混乱を学習に変えられる組織で起きていること
一方で、混乱が起きても成長が止まらない組織もあります。そこでは、混乱は「異常」や「失敗」ではなく、「観測結果」や「検証データ」として扱われます。うまくいかなかった点が個人の責任ではなく、前提や組織設計、業務プロセス自体の問題として構造的に切り出され、整理されるのです。このとき混乱は、次に行うべき経営判断に必要な貴重な材料として、組織に知識として蓄積されていきます。
なぜ「混乱=情報」にならないのか
多くの中小企業を含む組織で、混乱が学習に変わらない理由は、混乱そのものにあるのではありません。組織内に「混乱が個人の評価や責任と直結している」「失敗を認めると立場が弱くなる」「方針の修正や撤回が否定として扱われる」といった構造があると、混乱を率直に報告すること自体がリスクになってしまいます。この状態では、情報は表に出てこなくなり、可逆性のある判断(後から修正できる判断)ができなくなってしまうのです。
成長する組織が前提にしていること
混乱から学べる組織は、混乱を歓迎しているわけではありません。彼らが前提としているのは、「判断は仮置きである」「想定と違うことは必ず起きる」「混乱は設計や前提を検証するために発生する」という考え方です。そのため、混乱が起きても、それは判断を更新するための契機であり、その更新は失敗ではなく「前提修正」として前向きに扱われます。これは権限委譲が機能する組織の重要な特徴でもあります。
混乱が成長を止める境界線
混乱が学習になるか、成長を止める消耗につながるかは、次の条件で分かれます。
- 混乱を記録・言語化する(可視化する)回路が組織にあるか
- 得られた知見に基づいて判断を修正する主体と権限が明確か
- 「元に戻す」という選択肢が最初から否定されていないか(可逆性が担保されているか)
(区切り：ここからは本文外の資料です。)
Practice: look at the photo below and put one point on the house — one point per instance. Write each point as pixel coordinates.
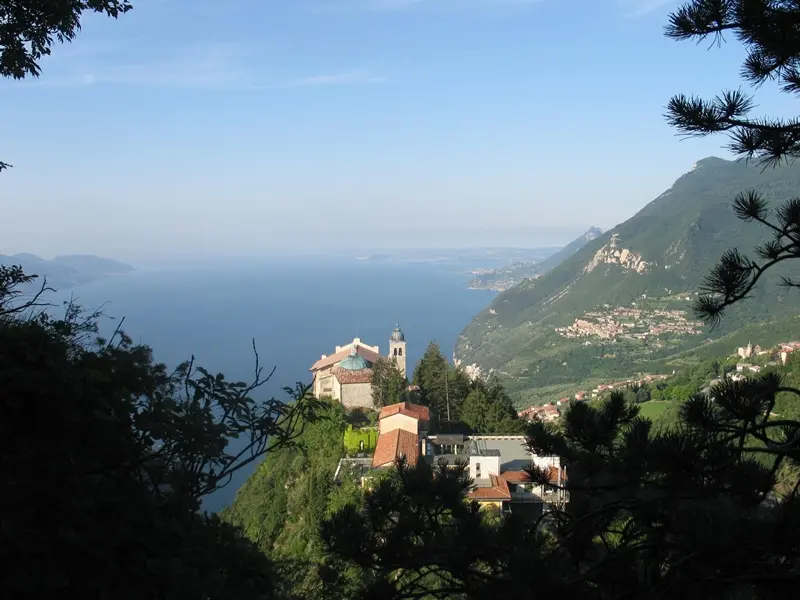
(346, 375)
(405, 415)
(498, 467)
(498, 464)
これらが欠けると、混乱は学習ではなく、単なる消耗や停滞の原因になってしまいます。
この判断を考え直すための問い
自社の経営判断の在り方を考えるために、次の問いを投げかけてみてください。
- 今回の混乱は、何が想定と違ったことを示しているか?
- その違いは、個人の問題か、それとも前提や組織設計・業務プロセスの問題か?
- 混乱から、次の判断に活かせる何かを残せているか?
- 混乱を安全に報告できる構造(心理的安全性)が組織にあるか?
これらの問いに答えられない場合、問題は混乱そのものではなく、混乱を学習に変える仕組みが存在しないことにある可能性が高いでしょう。中小企業が持続的に成長するためには、可逆性を考慮した経営判断と、失敗から学ぶ組織設計が不可欠です。